Membangun Prinsip-prinsip Berpolitik Secara Santun
Harold Lasswell mengartikan politik sebagai who gets what when and how. Sedangkan Aristoteles
berpandangan bahwa politik merupakan best
possible system that could be reached. Pengertian kedua filsuf tersebut
memang benar adanya dalam setiap urusan politik, bagaimana setiap pihak yang
berusaha mendapatkan kepentingannya, dalam berpolitik. Sayang, hal tersebut
sering dilakulan dengan cara-cara yang kurang arif.
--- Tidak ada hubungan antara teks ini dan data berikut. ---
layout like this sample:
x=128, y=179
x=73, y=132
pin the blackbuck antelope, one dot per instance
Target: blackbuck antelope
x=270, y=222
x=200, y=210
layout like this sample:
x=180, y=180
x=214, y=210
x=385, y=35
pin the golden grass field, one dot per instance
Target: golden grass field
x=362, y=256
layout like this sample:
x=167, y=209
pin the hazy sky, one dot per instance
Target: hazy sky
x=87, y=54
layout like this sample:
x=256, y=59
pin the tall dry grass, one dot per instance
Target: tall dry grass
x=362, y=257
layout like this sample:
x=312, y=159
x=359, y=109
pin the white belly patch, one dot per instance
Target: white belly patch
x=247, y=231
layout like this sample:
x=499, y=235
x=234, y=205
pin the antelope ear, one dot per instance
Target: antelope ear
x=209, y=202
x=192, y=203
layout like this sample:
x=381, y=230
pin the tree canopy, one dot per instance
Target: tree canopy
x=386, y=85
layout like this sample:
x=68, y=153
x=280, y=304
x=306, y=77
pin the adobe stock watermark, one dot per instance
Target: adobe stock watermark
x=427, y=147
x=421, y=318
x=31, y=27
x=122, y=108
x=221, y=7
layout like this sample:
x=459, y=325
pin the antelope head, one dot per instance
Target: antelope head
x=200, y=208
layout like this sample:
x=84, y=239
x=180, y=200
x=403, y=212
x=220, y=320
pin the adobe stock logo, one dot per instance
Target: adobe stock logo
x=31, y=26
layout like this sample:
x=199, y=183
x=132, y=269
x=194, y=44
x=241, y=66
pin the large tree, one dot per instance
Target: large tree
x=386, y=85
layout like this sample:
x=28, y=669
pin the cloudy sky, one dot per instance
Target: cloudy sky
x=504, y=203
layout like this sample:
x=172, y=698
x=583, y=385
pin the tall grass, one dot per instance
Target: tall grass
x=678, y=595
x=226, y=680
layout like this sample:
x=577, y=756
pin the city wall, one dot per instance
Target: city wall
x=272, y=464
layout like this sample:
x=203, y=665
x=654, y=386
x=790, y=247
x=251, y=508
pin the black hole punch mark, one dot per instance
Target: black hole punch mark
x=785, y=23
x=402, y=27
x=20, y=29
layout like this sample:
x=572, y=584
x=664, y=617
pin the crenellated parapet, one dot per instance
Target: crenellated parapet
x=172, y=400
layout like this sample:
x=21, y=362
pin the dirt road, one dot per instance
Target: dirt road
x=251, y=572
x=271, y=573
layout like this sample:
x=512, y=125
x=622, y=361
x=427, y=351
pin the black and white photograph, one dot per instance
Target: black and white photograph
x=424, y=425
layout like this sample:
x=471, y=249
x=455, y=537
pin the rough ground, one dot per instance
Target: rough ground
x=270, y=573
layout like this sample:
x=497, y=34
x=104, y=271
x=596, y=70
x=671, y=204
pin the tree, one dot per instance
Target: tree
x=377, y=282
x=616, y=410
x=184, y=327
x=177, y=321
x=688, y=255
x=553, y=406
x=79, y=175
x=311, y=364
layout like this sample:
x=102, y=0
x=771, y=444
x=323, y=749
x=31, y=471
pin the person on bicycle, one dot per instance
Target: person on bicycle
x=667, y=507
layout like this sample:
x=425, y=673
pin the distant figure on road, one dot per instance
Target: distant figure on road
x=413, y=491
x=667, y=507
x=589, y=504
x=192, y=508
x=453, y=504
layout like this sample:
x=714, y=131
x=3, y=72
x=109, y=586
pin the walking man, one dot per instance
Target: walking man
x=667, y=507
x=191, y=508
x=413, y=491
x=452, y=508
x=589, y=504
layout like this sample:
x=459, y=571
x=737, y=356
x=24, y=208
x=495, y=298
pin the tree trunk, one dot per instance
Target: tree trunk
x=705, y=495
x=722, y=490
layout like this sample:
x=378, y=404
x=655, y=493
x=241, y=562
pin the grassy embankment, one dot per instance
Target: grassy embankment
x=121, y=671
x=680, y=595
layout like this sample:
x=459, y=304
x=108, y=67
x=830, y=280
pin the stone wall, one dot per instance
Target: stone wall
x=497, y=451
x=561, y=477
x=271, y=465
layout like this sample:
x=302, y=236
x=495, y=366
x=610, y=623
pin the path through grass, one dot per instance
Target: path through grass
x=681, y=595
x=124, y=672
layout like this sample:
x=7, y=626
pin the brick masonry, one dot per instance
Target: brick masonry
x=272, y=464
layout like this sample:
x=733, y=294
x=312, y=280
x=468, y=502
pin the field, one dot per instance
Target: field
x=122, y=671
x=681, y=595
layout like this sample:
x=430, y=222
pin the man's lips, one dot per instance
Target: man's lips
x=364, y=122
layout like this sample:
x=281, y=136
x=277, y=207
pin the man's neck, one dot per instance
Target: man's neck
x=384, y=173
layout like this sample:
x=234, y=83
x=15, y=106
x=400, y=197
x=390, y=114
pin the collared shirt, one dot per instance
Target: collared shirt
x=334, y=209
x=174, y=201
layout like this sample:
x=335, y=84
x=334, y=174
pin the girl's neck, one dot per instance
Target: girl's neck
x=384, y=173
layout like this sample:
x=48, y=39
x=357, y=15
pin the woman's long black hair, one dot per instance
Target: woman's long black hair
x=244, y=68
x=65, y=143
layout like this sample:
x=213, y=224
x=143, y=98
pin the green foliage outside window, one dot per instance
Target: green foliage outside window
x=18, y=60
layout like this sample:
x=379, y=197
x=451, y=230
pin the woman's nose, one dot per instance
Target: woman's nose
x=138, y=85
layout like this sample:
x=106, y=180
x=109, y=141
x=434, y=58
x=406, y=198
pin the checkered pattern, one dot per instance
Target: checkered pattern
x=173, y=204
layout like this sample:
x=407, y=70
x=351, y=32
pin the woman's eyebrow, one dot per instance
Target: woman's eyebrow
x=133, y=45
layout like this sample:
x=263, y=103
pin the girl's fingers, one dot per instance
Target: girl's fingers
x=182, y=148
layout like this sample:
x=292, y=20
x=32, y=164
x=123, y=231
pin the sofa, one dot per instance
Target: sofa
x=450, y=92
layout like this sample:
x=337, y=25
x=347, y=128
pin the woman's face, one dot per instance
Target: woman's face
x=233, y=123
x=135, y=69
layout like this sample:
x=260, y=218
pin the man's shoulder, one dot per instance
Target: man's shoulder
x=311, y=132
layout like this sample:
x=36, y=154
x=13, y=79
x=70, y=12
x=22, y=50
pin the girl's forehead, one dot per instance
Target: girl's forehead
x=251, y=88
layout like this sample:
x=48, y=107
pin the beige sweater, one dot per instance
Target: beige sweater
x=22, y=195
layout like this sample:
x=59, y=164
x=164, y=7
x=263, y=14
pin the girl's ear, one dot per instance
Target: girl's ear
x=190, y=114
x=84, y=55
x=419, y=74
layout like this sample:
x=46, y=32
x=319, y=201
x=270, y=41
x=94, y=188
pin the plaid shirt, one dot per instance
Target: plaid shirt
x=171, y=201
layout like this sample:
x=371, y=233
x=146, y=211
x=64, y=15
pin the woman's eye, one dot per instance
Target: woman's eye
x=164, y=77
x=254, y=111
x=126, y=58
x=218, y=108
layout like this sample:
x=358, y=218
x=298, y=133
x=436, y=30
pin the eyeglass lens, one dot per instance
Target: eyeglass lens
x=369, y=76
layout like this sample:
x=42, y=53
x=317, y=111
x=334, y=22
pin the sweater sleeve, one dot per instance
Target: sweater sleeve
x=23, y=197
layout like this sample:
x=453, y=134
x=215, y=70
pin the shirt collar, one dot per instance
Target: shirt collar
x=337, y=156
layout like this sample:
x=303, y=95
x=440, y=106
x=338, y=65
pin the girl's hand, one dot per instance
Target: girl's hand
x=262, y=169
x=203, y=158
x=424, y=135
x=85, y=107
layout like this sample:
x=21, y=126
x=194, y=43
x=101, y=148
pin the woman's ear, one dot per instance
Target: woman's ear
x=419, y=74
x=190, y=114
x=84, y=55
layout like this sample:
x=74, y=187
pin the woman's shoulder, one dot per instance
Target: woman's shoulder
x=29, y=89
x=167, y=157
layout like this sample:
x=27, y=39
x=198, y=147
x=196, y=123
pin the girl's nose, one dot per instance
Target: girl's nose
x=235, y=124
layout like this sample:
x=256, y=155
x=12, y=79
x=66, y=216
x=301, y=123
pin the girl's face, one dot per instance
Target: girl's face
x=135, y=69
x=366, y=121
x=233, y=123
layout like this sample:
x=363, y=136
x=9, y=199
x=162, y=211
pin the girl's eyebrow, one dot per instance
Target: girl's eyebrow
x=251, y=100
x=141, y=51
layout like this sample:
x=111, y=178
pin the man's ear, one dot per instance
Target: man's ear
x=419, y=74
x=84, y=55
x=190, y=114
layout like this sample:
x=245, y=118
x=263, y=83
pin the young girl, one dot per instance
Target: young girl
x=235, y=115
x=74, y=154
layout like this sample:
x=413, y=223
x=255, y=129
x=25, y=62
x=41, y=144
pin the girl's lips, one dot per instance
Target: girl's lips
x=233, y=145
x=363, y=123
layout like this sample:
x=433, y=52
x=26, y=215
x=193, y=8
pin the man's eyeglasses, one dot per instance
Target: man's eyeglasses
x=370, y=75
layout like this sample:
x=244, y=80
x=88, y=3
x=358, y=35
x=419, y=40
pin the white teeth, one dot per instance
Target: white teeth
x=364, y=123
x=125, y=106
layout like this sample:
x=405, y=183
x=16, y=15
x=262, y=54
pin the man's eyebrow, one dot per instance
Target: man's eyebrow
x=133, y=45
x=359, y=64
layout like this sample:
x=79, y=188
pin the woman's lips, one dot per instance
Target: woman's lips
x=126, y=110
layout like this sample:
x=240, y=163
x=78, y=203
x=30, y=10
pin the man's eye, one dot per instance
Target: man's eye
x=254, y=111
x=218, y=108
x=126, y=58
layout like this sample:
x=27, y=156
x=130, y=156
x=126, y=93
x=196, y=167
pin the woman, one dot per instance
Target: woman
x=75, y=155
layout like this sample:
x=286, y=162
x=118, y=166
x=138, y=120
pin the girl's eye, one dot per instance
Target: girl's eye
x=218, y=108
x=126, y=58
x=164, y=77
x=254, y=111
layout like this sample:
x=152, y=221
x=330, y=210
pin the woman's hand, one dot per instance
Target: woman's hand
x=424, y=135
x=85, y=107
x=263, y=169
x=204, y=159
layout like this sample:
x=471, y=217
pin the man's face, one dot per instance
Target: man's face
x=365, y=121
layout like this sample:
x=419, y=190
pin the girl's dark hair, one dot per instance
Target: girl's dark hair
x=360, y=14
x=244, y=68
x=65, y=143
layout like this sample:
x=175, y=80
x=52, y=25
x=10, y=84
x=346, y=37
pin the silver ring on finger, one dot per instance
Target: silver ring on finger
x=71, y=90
Contohnya, praktek-praktek
menjatuhkan lawan politik dengan cara-cara kotorpun telah menjadi popular dalam
tahun politik sekarang.
Fenomena kebebasan yang kebablasan terlihat
jelas ketika bagaimana dalam konteks pertarungan politik terlihat adanya upaya
pembunuhan karakter diantara calon pasangan yang ada. Bahkan hingga muncul
istilah “politisasi gossip” karena seperti halnya selebritis para calon banyak
digosipkan dalam infotaiment maupun berita dengan isu-isu yang simpang siur
yang tidak jelas kebenarannya.
Tentunya hal tersebut menimbulkan efek yang
tidak baik khususnya bagi kepercayaan public terhadap praktik politik di
Indonesia. Untuk menghindari efek negatif tersebut, setiap politisi haruslah
mengedepankan berpolitik secara santun, seperti pesan dari Almarhum Taufik
Kiemas yang mengatakan “Kita harus berpolitik secara lebih santun”.
Membangun prinsip-prinsip berpolitik secara
santun dapat dibangun dari berbagai pemikiran filsuf politik klasik. Pemikiran dari
nama-nama seperti Socrates, Plato, dan Aristoteles dapat juga dijadikan sebagai
rujukan berpikir.
Socrates yang merupakan bapak filsuf politik
sangat mendasarkan pemikiran politiknya pada nilai-nilai kesantunan “politik
adalah the art of the possible”. Pemikiran
politiknya merujuk pada konsep pembagian kekuasaan yang ideal, mengutamakan kepentingan
umum, kesejahteraan rakyat, dan kedamaian Negara. Begitu pula ketika merujuk
pada pemikiran Plato, yang mana Plato mendasarkan pada prinsip “membangun
masyarakat adalah hal yang utama, dan politik adalah jalan menuju perfect society”.
Berpolitik secara santun haruslah didasari
oleh prinsip-prinsip yang jelas agar tidak menimbulkan bias kesantunan politik.
Membangun prinsip berpolitik secara santun dapat diawali dengan menanamkan
obyektivitas, rendah hati, dan open mind.
Obyektivitas mampu membawa pada suatu
kebenaran absolut. Seperti halnya Socrates yang menanamkan nilai bahwa “tidak
semua kebenaran itu bersifat relatif namun banyak diantaranya yang bersifat absolute”.
Kemampuan untuk melihat kebenaran secara obyektif mampu menjadi prinsip awal
berpolitik secara santun.
Kemudian setiap politisi harus menanamkan
rasa rendah hati, artinya tidak merasa kemudian setiap pendapatnya adalah yang paling
benar. Boleh berbeda pendapat, namun tetap satu pandangan tentang bangsa. Sikap
rendah hati dapat menghindarkan politisi dari sifat sombong dan angkuh.
Prinsip yang terakhir adalah open mind, memiliki pengertian mampu
berpikir terbuka sehingga mau menerima pendapat, saran, ataupun kritikan dari
berbagai pihak termasuk dari laawan politik sekalipun.
Pada akhirnya, dengan membangun
prinsip-prinsip tersebut semoga dapat menjadi rujukan dalam berpolitik secara
santun bagi setiap politisi. Mengedepankan politik secara santun sejatinya
memiliki pengertian saling berlomba menjadi yang terdepan dalam memperjuangkan
setiap kebenaran yang dipercaya. Tentunya, kebenaran tersebut seharuslah bukan
menyoal tentang jabatan atau kedudukan, tetapi sebuah kemaslahatan bersama,
entah siapa saja yang menjadi pemenang dalam pertarungan politik.
Hendaknya setiap pihak harus mampu berjiwa besar
menerima setiap hasil akhir proses politik. Menjaga profesionalitas, tidak
mengedepankan emosi, bertindak atas kesadaran penuh, serta pertimbangan yang
matang harus menjadi nilai yang dibawa oleh setiap politisi. Mengingat tiga
fungsi vital yang dimilikinya sebagai Legal
drafting, Policy maker, dan Legislator.